Consiste en una reacción alérgica desproporcionada frente a la ingesta de la leche de vaca, cualquiera de sus derivados o alimentos que contengan la proteína de leche de vaca en su composición. En el país la padecen 1 de cada 12 recién nacidos.

Según su origen, las alergias a la proteína de la leche de vaca se clasifican en tres subtipos: las mediadas por Inmunoglobulina E (IgE), de inicio rápido luego de la exposición al alimento, las no mediadas por IgE, con respuesta retardada y las mixtas.

En ocasiones, es una patología difícil de diagnosticar, ya que sus síntomas individualmente pueden ser confundidos con otras condiciones, pero hay que estar atentos porque afecta la salud de niños y niñas. Entre otras, las manifestaciones más frecuentes suelen ser gastrointestinales e inespecíficas como reflujo, cólicos persistentes, diarrea y sangrado en materia fecal.

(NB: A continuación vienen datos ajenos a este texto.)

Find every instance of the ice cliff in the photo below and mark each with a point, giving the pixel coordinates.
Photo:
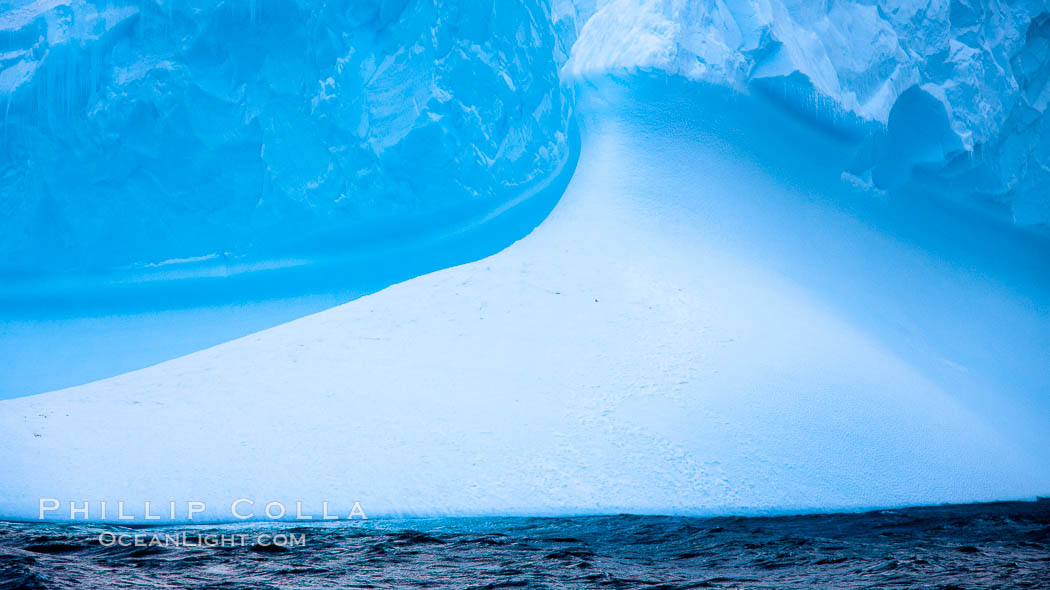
(954, 88)
(140, 131)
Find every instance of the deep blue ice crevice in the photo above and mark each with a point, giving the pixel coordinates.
(135, 132)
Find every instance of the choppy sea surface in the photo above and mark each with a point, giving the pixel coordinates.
(999, 545)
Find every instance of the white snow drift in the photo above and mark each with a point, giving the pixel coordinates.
(642, 351)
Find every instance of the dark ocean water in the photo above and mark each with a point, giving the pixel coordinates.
(1001, 545)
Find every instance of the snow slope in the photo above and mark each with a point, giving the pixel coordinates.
(702, 325)
(141, 132)
(972, 75)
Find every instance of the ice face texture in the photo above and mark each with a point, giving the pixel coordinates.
(958, 88)
(141, 131)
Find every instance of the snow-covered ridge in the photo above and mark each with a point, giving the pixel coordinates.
(143, 130)
(959, 88)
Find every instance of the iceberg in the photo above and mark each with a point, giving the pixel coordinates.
(138, 132)
(700, 327)
(866, 69)
(664, 257)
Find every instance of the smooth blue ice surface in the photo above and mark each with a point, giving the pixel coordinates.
(712, 319)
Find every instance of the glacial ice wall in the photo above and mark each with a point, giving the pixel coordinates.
(137, 131)
(956, 88)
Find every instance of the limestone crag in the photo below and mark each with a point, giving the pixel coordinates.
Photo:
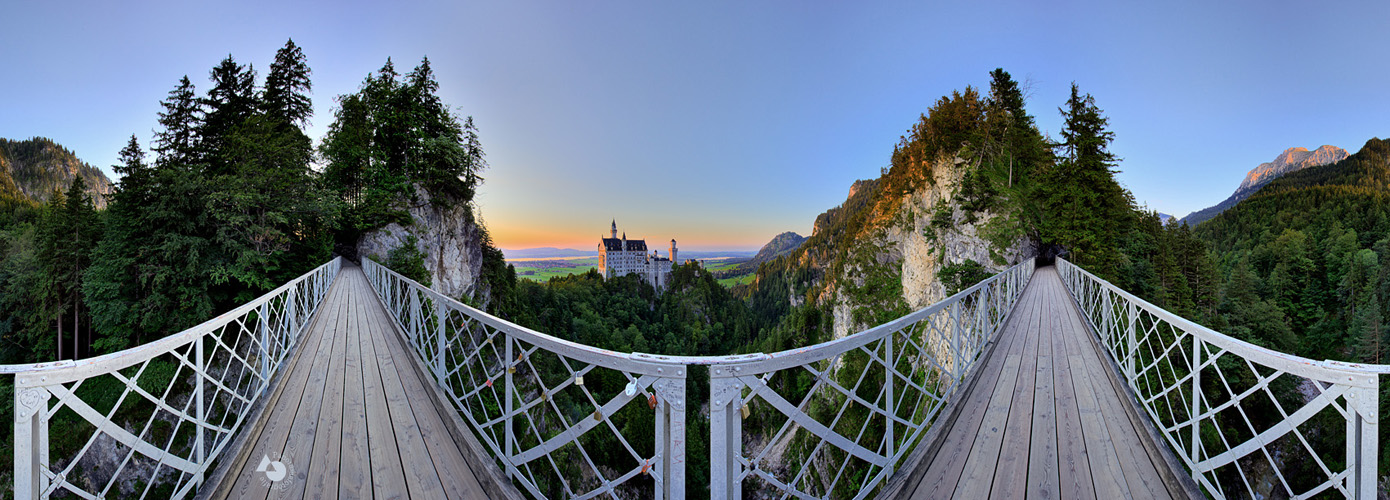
(911, 245)
(1287, 161)
(1293, 159)
(449, 238)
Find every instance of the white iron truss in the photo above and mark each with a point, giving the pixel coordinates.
(1241, 418)
(556, 414)
(873, 396)
(188, 395)
(567, 420)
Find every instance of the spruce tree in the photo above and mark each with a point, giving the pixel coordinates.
(287, 88)
(182, 117)
(1084, 210)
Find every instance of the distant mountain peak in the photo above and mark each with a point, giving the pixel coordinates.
(1287, 161)
(1290, 160)
(41, 165)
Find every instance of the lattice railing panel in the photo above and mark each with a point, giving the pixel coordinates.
(563, 420)
(1246, 421)
(847, 411)
(150, 421)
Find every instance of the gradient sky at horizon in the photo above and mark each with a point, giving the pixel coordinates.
(722, 124)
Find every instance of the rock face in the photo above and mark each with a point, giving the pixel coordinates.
(449, 236)
(1287, 161)
(1293, 159)
(39, 165)
(780, 245)
(912, 245)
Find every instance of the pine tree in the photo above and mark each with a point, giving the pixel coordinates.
(396, 135)
(228, 103)
(1084, 210)
(182, 117)
(287, 88)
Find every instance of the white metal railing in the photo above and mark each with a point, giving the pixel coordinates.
(870, 397)
(556, 414)
(873, 396)
(1247, 421)
(149, 421)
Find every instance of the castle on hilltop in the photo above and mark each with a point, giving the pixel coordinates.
(620, 256)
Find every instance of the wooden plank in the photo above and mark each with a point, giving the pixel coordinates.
(223, 481)
(323, 468)
(945, 467)
(1139, 470)
(1105, 472)
(1105, 475)
(421, 478)
(979, 468)
(305, 381)
(1012, 470)
(459, 481)
(355, 459)
(1073, 465)
(388, 478)
(1043, 477)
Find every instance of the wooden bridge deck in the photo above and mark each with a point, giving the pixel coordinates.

Los especialistas explicaron que también puede involucrar la piel, con eczemas de difícil tratamiento, ronchas y/o hinchazón en labios y párpados. Incluso, si no se detecta a tiempo, en algunos casos la enfermedad puede llegar a provocar retraso en el crecimiento y, con menor frecuencia, algunos niños pueden presentar una reacción alérgica severa con riesgo potencial de muerte, denominada ‘anafilaxia’.

Ante la aparición reiterada de estos síntomas, se recomendó la consulta inmediata con el alergólogo.

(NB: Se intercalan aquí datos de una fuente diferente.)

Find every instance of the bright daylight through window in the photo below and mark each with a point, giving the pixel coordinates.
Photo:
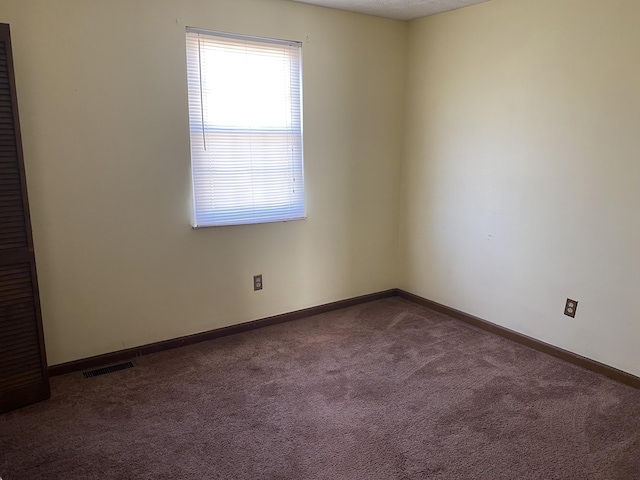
(245, 116)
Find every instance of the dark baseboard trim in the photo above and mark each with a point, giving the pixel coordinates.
(129, 353)
(565, 355)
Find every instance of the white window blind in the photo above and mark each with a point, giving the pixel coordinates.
(245, 116)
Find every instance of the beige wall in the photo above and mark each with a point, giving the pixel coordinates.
(103, 104)
(521, 178)
(519, 185)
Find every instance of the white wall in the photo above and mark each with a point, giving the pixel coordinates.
(521, 181)
(103, 105)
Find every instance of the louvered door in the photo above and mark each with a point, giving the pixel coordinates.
(23, 366)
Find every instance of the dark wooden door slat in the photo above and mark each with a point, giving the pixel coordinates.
(23, 368)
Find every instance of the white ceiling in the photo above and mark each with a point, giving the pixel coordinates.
(398, 9)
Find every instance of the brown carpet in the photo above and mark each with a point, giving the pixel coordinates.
(384, 390)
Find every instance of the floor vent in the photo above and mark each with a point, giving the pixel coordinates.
(109, 369)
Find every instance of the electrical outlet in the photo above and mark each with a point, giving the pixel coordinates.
(570, 308)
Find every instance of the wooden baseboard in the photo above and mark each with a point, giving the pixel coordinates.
(557, 352)
(129, 353)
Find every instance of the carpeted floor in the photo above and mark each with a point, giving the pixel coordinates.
(383, 390)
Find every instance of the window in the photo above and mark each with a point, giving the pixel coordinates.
(245, 117)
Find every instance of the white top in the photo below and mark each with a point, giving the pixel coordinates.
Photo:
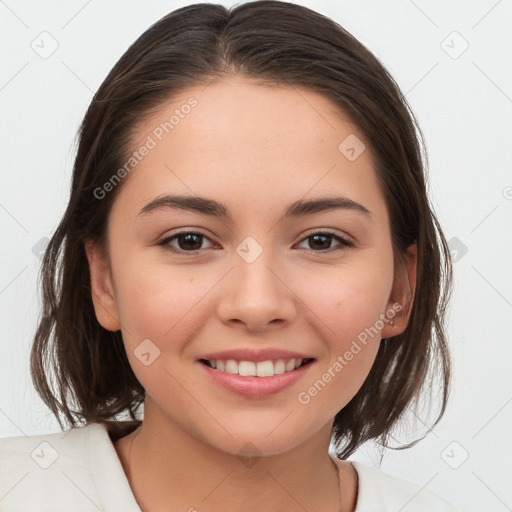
(79, 470)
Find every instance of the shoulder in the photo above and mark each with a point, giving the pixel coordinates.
(379, 491)
(60, 471)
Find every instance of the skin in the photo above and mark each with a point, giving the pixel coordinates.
(256, 149)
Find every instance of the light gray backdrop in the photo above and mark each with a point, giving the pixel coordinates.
(452, 60)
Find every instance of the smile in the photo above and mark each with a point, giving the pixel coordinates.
(267, 368)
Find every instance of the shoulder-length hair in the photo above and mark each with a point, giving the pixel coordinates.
(80, 369)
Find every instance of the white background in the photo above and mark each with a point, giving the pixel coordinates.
(464, 106)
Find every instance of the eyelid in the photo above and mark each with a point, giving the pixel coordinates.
(344, 240)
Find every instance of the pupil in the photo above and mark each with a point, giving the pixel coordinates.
(326, 239)
(190, 241)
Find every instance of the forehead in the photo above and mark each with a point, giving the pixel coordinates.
(238, 139)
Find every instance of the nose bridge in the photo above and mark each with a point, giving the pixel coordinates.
(255, 273)
(255, 293)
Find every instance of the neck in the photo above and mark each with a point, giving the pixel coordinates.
(164, 464)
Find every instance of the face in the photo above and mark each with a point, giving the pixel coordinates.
(187, 281)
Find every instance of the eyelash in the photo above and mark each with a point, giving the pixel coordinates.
(343, 243)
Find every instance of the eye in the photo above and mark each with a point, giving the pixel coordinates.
(185, 241)
(322, 240)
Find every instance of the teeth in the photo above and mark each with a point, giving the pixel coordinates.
(261, 369)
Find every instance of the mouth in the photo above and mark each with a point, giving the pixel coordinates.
(256, 379)
(268, 368)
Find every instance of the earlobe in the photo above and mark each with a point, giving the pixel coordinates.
(402, 295)
(103, 296)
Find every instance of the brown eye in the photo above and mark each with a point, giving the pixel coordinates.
(185, 241)
(323, 242)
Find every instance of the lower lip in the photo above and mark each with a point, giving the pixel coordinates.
(256, 387)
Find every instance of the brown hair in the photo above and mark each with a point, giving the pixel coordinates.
(76, 362)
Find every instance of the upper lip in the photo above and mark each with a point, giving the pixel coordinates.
(247, 354)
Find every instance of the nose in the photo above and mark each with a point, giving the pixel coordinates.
(257, 296)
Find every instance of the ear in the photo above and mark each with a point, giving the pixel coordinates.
(103, 296)
(402, 294)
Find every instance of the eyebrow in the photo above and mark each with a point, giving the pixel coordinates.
(214, 208)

“Las alergias alimentarias son un grupo de enfermedades alérgicas que se producen a partir de una reacción inmunológica frente a la ingesta de un alimento contra las proteínas de los alimentos; se repiten cada vez que se ingiere el alimento y han cobrado más importancia debido a su drástico aumento en los últimos años, con mayor relevancia en niños, considerándose ‘la segunda oleada’ de la epidemia alérgica, impactando en la calidad de vida del paciente y su familia”, sostuvo Karina López, pediatra especialista en Alergia e Inmunología Infantil, y referente de la Asociación Argentina de Alergia e Inmunología Clínica (AAAeIC).

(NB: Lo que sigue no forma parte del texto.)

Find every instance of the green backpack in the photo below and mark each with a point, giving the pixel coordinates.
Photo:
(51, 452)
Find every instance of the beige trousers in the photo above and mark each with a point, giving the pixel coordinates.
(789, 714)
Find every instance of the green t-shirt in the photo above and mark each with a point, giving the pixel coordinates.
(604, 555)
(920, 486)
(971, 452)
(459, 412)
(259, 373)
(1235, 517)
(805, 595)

“Si bien en las alergias alimentarias existe un grupo de ocho alérgenos responsables de la mayoría de las reacciones, como la leche de vaca, el huevo, la soja, el trigo, los frutos secos, pescado, mariscos y maní, la alergia a las proteínas de la leche de vaca y del huevo son las de mayor relevancia en nuestro país”, se destacó desde la Asociación.

Mayormente la alergia a la proteína de la leche se presenta en el primer año de vida y suele llevar un tiempo hasta su identificación y diagnóstico.

“La APLV es una condición benigna y transitoria” y se resuelve cerca de los 3 años en la mayoría de los niños; un pequeño porcentaje de pacientes no logra la tolerancia.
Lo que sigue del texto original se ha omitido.